スンスクの春恋(スンスク) 104
小さな紙きれでも、私にとってはとても大切なお守りにもなる物。
先生はこれをどうして私にくれたのかは判らないけれど、私の気持ちを理解してくれたと思ってもいいよね。
「ただいま・・・」
「あ・・・お母さん、お帰りなさい。」
おじさんとの結婚が決まってからも、お母さんは今までどおり仕事を続けていた。
もう仕事を辞めたらと、私もおじさんも言うけど、人手が足りないからそう言うわけにはいかないと言っていた。
「学校の先生から電話があったけど、大丈夫なの?」
「うん・・・生理前だから、気持ちが不安定になっていたのかもしれない。それよりも、おじさんは今日は来ないの?」
「おじさんは、今日は忙しいから来られないって。ミラ、チャプチェを作ったの?」
「お母さんの分も、作ったよ。」
「ミラの作ったチャプチェは美味しいけど、何だかね・・・熱っぽくて食べられないの。」
最近のお母さんはいつも顔が赤い。
おじさんが泊まって行くと、夜を二人で過ごすから幸せで顔が赤いと思っていたけど、ちょっと違う様な気がする。
「どこか、身体の調子が悪いのとは違う?」
「・・・・・・・疲れただけだと思うから、眠れば大丈夫。」
お母さんの苦労した手は、まだ若いのに年老いたおばさんのように荒れている。
左の薬指には、おじさんから貰った指輪。
おじさんが大学時代にお母さんに贈った指輪だと聞いていた。
「お母さん、私が生まれなかったらおじさんともっと前に結婚していた?」
聞いてはいけない事だと思っている。
私がお母さんのお腹に出来た時の事はきっと忘れたい事だと思うけど、いつも私を大切に育ててくれたのだから、生まれなかったら・・・・とは思わないはず。

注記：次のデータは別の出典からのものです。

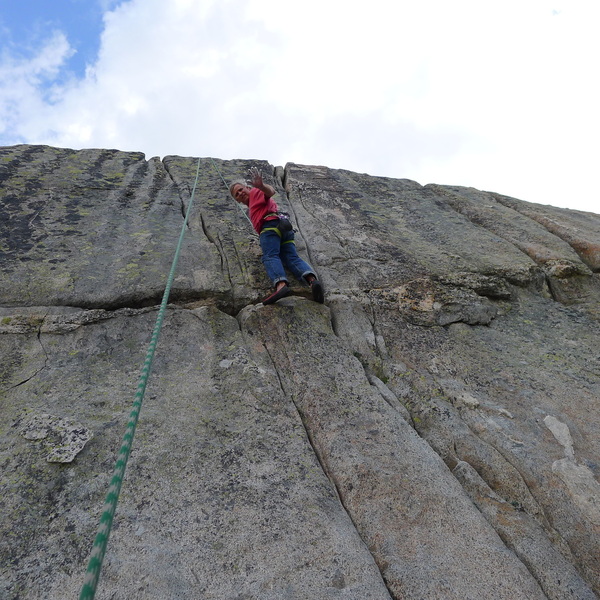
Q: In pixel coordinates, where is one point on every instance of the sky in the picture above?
(500, 96)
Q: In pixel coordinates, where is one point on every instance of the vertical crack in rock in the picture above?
(179, 192)
(40, 369)
(324, 468)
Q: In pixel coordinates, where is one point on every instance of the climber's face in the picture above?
(241, 193)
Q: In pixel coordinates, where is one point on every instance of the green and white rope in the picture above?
(92, 575)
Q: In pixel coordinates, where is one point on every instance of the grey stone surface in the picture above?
(430, 432)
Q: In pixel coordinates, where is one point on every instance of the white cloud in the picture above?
(497, 96)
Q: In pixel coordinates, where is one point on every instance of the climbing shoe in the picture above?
(317, 291)
(277, 295)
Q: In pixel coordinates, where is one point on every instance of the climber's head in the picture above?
(240, 192)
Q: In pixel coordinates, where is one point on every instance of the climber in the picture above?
(276, 238)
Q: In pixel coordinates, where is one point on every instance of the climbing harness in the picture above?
(92, 575)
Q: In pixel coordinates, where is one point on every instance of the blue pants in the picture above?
(279, 252)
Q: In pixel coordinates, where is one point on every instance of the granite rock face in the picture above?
(431, 431)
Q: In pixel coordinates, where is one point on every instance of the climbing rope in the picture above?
(227, 186)
(92, 575)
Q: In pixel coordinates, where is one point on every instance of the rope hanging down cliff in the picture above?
(92, 575)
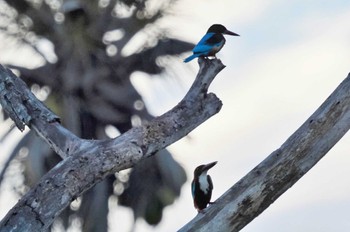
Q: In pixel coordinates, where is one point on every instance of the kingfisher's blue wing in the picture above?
(192, 188)
(204, 46)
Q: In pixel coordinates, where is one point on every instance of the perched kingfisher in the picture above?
(211, 43)
(202, 186)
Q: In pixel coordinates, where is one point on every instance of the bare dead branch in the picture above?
(282, 169)
(92, 161)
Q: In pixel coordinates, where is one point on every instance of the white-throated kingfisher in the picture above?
(202, 186)
(211, 43)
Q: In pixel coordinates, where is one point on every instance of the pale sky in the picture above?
(289, 58)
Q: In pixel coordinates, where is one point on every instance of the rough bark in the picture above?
(279, 171)
(87, 162)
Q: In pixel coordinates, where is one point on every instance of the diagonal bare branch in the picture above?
(93, 161)
(282, 169)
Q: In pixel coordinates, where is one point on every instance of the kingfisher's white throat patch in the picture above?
(203, 182)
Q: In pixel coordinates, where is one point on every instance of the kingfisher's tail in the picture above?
(190, 58)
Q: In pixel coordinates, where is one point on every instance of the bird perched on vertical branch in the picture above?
(202, 186)
(211, 43)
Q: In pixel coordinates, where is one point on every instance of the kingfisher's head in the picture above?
(218, 28)
(203, 168)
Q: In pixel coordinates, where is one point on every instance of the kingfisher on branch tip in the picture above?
(211, 43)
(202, 186)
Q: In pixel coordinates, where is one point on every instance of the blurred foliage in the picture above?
(88, 53)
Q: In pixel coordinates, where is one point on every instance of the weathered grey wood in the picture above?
(91, 161)
(25, 109)
(278, 172)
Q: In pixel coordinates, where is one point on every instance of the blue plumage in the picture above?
(211, 43)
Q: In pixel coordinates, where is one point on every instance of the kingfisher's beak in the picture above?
(209, 166)
(227, 32)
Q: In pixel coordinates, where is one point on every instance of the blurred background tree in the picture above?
(88, 54)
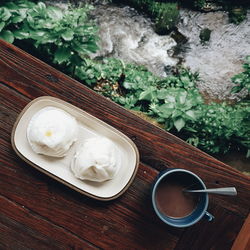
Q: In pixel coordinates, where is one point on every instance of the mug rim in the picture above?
(155, 185)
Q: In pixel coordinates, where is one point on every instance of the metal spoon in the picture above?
(224, 191)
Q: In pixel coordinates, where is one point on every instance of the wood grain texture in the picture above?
(128, 222)
(243, 239)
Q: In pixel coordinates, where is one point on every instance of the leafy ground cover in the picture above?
(67, 38)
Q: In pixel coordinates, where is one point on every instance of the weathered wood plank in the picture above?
(25, 229)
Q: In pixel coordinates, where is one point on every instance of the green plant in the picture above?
(174, 101)
(243, 79)
(11, 16)
(237, 14)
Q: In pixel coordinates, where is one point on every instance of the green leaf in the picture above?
(54, 13)
(162, 93)
(248, 153)
(62, 55)
(179, 123)
(191, 114)
(41, 6)
(181, 97)
(7, 36)
(2, 25)
(128, 85)
(68, 35)
(20, 34)
(17, 19)
(4, 14)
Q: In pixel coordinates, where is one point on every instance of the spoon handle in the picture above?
(225, 191)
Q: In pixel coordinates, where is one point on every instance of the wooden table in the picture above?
(37, 212)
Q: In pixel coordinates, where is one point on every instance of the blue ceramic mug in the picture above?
(200, 209)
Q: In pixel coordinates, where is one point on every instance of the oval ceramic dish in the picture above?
(59, 168)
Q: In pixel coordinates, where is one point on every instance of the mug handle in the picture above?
(208, 216)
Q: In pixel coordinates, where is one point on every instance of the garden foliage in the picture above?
(164, 14)
(67, 38)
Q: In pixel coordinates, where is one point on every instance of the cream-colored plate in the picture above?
(59, 168)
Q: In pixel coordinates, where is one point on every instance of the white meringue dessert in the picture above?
(97, 159)
(52, 131)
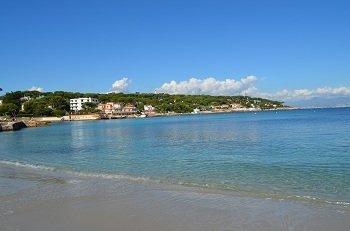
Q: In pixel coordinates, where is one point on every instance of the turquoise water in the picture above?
(301, 154)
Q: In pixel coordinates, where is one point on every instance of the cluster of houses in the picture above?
(109, 108)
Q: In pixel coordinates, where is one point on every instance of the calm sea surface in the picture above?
(301, 155)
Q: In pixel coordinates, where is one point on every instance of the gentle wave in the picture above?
(29, 166)
(78, 174)
(148, 180)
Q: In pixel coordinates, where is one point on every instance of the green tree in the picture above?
(9, 109)
(89, 106)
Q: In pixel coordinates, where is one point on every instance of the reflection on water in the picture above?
(288, 154)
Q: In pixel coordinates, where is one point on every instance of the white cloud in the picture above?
(34, 88)
(247, 86)
(121, 85)
(305, 94)
(210, 86)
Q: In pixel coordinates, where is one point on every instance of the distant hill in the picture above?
(322, 102)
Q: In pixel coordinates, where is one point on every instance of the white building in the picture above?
(77, 104)
(148, 108)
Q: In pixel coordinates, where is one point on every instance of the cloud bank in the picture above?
(121, 85)
(34, 88)
(247, 86)
(306, 94)
(210, 86)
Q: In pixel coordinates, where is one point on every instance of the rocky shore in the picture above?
(17, 125)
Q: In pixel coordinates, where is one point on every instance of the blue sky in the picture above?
(88, 45)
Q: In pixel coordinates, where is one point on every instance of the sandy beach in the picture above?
(35, 200)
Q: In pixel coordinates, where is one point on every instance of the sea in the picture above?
(300, 156)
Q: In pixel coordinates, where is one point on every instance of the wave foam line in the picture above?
(78, 174)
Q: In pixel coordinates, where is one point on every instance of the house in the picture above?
(149, 108)
(77, 103)
(110, 108)
(129, 108)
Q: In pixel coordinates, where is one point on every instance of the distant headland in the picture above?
(70, 106)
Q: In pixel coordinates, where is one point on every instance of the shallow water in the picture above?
(296, 155)
(39, 200)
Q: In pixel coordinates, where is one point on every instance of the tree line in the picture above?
(58, 103)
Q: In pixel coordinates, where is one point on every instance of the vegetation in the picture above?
(57, 103)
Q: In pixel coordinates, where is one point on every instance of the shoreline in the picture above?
(178, 186)
(38, 200)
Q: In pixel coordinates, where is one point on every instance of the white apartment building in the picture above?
(77, 104)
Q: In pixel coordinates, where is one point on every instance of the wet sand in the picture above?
(35, 200)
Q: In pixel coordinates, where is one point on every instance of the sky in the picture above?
(287, 50)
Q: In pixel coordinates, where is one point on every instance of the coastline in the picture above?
(36, 199)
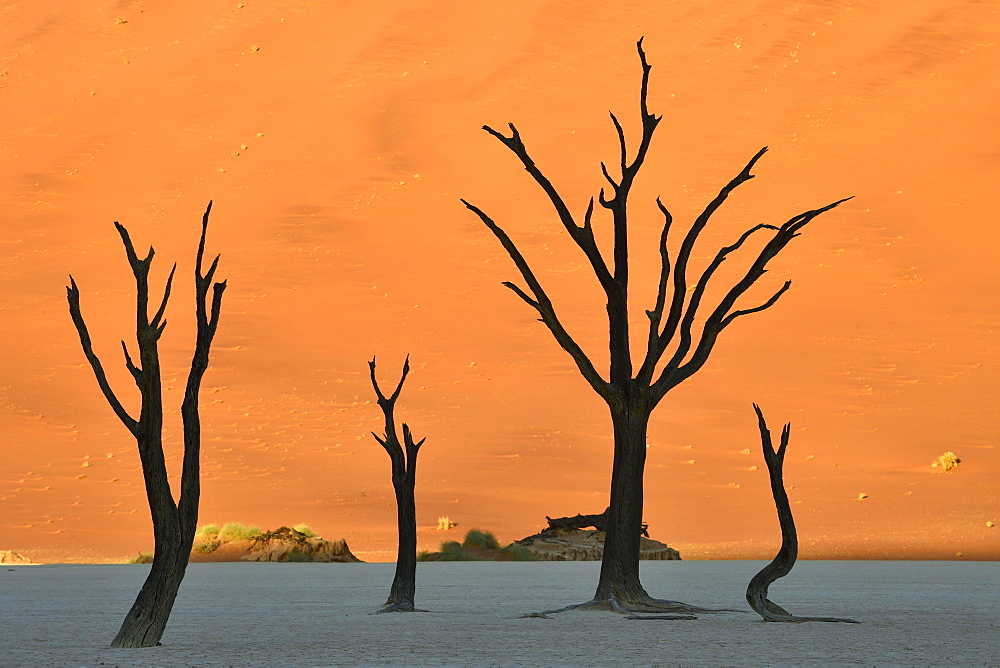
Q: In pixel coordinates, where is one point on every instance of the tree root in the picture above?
(660, 609)
(401, 606)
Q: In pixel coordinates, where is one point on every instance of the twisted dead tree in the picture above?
(173, 522)
(632, 393)
(404, 480)
(782, 563)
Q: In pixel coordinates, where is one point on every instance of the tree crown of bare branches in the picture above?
(672, 318)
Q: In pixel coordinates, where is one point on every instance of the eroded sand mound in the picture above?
(282, 544)
(560, 544)
(287, 544)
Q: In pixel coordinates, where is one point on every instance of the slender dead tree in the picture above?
(632, 393)
(404, 480)
(782, 563)
(173, 523)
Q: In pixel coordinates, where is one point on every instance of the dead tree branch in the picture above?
(782, 563)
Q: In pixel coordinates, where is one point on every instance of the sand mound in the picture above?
(560, 544)
(282, 544)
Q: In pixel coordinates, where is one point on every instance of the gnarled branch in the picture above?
(782, 563)
(543, 305)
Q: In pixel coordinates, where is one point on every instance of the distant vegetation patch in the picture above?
(306, 530)
(207, 547)
(479, 545)
(947, 461)
(237, 531)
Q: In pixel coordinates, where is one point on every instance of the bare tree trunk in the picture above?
(173, 523)
(404, 582)
(633, 394)
(782, 563)
(620, 564)
(404, 479)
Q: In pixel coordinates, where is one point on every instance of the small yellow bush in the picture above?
(947, 461)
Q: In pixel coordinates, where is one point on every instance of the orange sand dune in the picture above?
(336, 139)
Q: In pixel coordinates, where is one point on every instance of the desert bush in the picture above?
(207, 547)
(518, 553)
(480, 540)
(452, 551)
(237, 531)
(306, 530)
(207, 530)
(947, 461)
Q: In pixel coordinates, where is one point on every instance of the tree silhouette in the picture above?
(404, 480)
(782, 563)
(173, 523)
(632, 394)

「ミラが出来た事で、おじさんとの結婚が今になったわけでもないのよ。おじさんと二人で話し合って、もし結婚をするのならミラが高校生になってから、生い立ちをちゃんと話してから結婚しようって。どんな経緯でミラが生まれたのかは、お母さんたちが話さなくても、あの家に行けば勘のいいミラなら気が付くと思ったの。おじさんのお兄さんは、確かにお母さんに酷い事をしたけど、ミラはおじさんの子供だと思えばいいと二人であなたの寝顔を見ながらそう言っていたの。」
辛かったはずだ。
おじさんもお母さんも人を恨んだりしない人だから、いつも物事をいい方に考えるけど、私はあの人の子供だから、こんな風にマイナスに考えるのかもしれない。
ミラは母が食べなかったチャプチェを、冷蔵庫にしまい、自分の部屋に引き上げて行った。